US CHIP
The Children’s Health Insurance Program provides health coverage to children, and in some states pregnant people, whose household income is above Medicaid eligibility limits but within state CHIP limits.
PolicyEngine US represents CHIP as a health-coverage program with three distinct pieces: eligibility, benefit value, and household-paid premiums.
Eligibility
is_chip_eligible is a person-level variable. It is true when the model determines that:
- the person is age-eligible, or eligible through a pregnancy-related CHIP pathway
- household MAGI as a share of the federal poverty line is at or below the state’s CHIP income limit
- the person is not income-eligible for Medicaid
- immigration status is eligible
State eligibility thresholds are parameterized in the country model. Generated reference pages should expose the exact parameter paths, values, and legislative references by state.
Benefit value
per_capita_chip represents the state’s net-of-cost-sharing spending per CHIP enrollee. per_capita_chip_gross adds back cost-sharing offsets where available to recover a gross service-value concept.
chip_gross is the person-level gross value that can be summed to households or other entities.
SPM and household resources
CHIP premiums are household-paid health costs. They reduce resources in concepts that include medical out-of-pocket expenses or health costs.

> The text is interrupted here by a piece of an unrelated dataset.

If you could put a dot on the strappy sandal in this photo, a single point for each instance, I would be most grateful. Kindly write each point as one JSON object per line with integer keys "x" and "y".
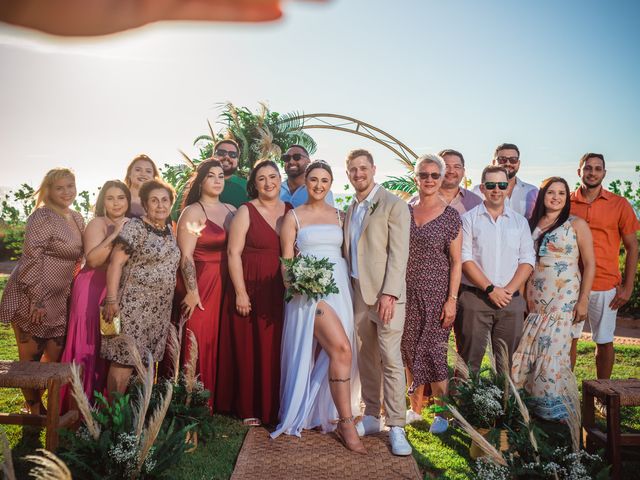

The decomposition is described in US health coverage and costs: computed CHIP premiums are layered into reform-responsive health-cost components, while non-modeled medical spending remains in an imputed residual.
Cost-sharing cap
Federal rules cap total CHIP cost sharing, including premiums and copays, at 5 percent of family income. The model has premium schedules, but copays are not yet modeled as a separate component. A complete cost-sharing cap requires both pieces.
Data sources
Primary sources for premium schedules vary by state. Parameter files in policyengine-us cite the relevant state handbook, regulation, or Medicaid agency fee schedule where available. Cross-state surveys can be useful for discovery, but encoded parameters should prefer primary state and federal sources.